So once again I’ve been accused of trying to run away from blackness. Nothing new, folk have been hurling that one at me since I was a mere child. Somehow I’ve always known that the accusation was more about them and their issues than it was about me. After all, why would they care, and care enough to jump on me and bully me for years, if they weren’t the ones who felt there was something wrong with blackness? I’ve always been puzzled as to why they’re so convinced that blackness is something that anyone would want to run away from. Is it perhaps that they themselves would like to do so?
There are plenty of things I would like to run away from. Fatness would definitely be at the top of the list. But blackness? Nope, I rather like being black. I like the physical characteristics as well as the history and culture behind it. It’s part of the uniqueness that makes me who I am, and I wouldn’t change it, even if such a thing were possible.
Under normal circumstances, this wouldn’t faze me. After all, I’m a grown woman and I’ve been hearing it all my life. But this time it came from someone who I thought frankly was above this level of ignorance. I never would’ve thought that this person suffered from the same inferiority issues as those kids did so long ago.

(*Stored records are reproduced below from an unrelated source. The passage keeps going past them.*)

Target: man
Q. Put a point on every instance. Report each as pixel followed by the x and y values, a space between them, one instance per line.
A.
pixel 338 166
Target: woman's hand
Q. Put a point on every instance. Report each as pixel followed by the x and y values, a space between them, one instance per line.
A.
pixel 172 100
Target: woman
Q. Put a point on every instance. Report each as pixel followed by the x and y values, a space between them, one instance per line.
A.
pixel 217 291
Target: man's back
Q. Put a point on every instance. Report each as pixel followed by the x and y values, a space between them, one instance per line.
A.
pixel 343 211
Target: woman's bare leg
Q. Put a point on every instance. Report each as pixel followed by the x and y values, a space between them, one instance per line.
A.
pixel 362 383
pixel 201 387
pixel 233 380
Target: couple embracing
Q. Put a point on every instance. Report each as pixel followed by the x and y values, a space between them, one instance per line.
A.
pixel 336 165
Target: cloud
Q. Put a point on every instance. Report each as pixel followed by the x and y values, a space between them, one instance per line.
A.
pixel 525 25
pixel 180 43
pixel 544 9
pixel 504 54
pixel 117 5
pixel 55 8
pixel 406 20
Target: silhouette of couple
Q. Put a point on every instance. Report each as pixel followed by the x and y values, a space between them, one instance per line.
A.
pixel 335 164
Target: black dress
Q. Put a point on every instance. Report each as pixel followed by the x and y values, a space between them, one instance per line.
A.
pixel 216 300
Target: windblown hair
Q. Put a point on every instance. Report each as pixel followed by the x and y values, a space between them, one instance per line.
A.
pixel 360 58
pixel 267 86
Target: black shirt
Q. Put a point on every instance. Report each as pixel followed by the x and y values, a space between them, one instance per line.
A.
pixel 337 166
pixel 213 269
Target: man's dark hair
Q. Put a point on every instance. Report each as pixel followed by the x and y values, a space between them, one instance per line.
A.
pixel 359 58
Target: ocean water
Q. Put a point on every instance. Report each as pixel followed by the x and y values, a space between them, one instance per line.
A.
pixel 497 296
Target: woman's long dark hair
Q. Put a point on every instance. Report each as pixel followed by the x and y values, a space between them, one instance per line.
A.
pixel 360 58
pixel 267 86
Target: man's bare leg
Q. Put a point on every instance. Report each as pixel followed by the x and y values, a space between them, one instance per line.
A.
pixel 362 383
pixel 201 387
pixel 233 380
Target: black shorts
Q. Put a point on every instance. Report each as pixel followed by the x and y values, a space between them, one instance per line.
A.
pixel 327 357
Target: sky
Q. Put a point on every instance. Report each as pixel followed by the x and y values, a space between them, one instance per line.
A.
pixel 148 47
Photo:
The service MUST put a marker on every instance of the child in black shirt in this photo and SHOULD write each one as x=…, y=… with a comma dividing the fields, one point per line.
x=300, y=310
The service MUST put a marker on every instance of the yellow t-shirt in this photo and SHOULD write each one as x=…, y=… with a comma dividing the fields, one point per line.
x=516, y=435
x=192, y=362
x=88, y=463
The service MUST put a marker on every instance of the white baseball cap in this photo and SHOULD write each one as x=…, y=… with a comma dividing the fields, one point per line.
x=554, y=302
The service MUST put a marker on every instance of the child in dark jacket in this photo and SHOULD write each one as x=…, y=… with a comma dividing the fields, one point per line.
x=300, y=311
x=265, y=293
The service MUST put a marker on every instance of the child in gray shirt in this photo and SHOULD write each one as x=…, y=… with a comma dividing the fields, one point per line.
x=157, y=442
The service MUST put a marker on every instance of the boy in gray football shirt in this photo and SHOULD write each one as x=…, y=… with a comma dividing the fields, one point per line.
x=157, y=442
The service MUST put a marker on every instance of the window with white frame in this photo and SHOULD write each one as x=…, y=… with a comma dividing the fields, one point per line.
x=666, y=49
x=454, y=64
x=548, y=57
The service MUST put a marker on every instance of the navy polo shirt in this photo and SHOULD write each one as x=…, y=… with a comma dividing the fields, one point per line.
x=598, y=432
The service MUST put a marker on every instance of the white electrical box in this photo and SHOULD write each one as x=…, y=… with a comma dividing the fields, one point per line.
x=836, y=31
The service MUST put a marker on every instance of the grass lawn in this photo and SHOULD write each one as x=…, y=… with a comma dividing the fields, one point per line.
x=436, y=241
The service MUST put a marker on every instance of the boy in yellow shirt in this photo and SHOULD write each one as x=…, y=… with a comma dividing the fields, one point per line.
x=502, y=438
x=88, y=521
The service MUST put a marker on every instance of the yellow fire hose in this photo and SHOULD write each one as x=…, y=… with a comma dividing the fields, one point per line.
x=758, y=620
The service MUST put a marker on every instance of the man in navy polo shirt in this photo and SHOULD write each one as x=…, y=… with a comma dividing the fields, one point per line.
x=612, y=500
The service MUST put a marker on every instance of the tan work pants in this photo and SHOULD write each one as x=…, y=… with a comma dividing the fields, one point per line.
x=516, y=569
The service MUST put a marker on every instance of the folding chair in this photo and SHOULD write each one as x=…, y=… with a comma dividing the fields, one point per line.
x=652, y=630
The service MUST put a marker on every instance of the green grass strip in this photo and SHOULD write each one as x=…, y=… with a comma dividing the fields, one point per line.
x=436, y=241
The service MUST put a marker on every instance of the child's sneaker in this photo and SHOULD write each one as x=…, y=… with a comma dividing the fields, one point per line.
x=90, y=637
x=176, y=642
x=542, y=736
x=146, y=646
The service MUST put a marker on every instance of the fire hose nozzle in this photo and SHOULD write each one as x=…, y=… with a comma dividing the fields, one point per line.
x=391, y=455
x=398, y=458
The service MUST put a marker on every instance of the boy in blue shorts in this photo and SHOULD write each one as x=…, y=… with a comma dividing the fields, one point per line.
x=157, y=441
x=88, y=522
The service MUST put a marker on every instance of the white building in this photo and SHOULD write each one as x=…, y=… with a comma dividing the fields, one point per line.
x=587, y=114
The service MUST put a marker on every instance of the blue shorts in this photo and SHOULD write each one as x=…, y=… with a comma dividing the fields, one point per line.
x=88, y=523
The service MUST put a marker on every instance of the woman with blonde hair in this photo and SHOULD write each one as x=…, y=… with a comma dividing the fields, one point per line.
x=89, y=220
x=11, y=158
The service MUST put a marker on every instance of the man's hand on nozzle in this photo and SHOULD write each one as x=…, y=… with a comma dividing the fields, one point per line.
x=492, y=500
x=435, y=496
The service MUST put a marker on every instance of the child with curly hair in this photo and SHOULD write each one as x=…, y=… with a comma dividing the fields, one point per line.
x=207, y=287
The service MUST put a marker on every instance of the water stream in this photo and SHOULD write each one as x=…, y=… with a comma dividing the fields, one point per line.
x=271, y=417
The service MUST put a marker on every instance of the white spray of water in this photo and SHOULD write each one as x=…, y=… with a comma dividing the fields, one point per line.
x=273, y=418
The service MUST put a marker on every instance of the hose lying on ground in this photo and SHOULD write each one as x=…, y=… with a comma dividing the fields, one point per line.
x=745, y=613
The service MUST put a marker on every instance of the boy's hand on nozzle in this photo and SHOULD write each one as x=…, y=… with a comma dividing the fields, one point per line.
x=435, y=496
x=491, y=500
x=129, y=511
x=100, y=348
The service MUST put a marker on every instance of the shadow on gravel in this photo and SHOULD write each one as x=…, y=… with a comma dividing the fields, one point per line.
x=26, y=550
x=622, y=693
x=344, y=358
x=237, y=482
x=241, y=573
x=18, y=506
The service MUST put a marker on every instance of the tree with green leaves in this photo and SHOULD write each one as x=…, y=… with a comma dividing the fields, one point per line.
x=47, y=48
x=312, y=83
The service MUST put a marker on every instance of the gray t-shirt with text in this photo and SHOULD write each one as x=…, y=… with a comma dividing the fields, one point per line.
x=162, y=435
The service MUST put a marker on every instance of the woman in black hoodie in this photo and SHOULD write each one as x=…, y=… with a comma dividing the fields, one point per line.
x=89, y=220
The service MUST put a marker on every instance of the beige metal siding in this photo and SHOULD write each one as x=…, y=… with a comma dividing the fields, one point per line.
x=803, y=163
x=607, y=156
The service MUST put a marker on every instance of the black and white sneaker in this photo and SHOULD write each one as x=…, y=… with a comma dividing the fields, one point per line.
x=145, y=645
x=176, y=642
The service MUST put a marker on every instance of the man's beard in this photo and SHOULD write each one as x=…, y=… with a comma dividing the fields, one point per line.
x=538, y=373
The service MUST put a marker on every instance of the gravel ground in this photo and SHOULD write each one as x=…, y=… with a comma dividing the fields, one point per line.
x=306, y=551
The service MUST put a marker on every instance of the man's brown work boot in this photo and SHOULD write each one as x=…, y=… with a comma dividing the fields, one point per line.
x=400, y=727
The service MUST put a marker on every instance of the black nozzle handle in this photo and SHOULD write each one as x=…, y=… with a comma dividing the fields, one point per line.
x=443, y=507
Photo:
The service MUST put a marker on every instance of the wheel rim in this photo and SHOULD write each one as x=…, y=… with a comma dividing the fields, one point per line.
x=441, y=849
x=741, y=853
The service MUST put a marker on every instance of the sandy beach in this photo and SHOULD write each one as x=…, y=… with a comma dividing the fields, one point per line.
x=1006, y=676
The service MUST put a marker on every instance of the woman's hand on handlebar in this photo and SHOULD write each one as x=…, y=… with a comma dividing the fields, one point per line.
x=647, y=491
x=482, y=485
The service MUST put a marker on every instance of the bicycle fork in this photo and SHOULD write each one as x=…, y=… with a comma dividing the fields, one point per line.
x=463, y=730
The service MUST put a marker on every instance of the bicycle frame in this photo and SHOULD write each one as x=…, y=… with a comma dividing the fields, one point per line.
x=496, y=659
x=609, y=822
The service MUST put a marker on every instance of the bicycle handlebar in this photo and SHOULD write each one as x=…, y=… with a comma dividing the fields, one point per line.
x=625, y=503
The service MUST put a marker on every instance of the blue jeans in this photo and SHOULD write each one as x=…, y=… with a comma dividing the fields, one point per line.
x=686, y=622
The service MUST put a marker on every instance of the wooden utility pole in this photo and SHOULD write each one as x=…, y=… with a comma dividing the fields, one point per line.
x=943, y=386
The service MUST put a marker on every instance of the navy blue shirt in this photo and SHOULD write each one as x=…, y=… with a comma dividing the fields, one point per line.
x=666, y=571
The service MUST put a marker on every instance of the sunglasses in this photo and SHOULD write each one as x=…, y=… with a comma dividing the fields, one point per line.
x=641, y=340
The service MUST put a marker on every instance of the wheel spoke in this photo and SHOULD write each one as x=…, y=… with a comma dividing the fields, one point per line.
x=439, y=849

Self-hatred is insidious and ugly, and to suddenly see it this way was shocking and painful.
In a way, I’m glad that this happened. It explains a lot of things that have puzzled me up to now, and I’ll be able to feed this person out of the same long-handled spoon that I reserve for such individuals. My mama always said that if you wait long enough the truth will be revealed. I’m glad that I’ve seen it, and am old enough now and have the maturity to handle it accordingly.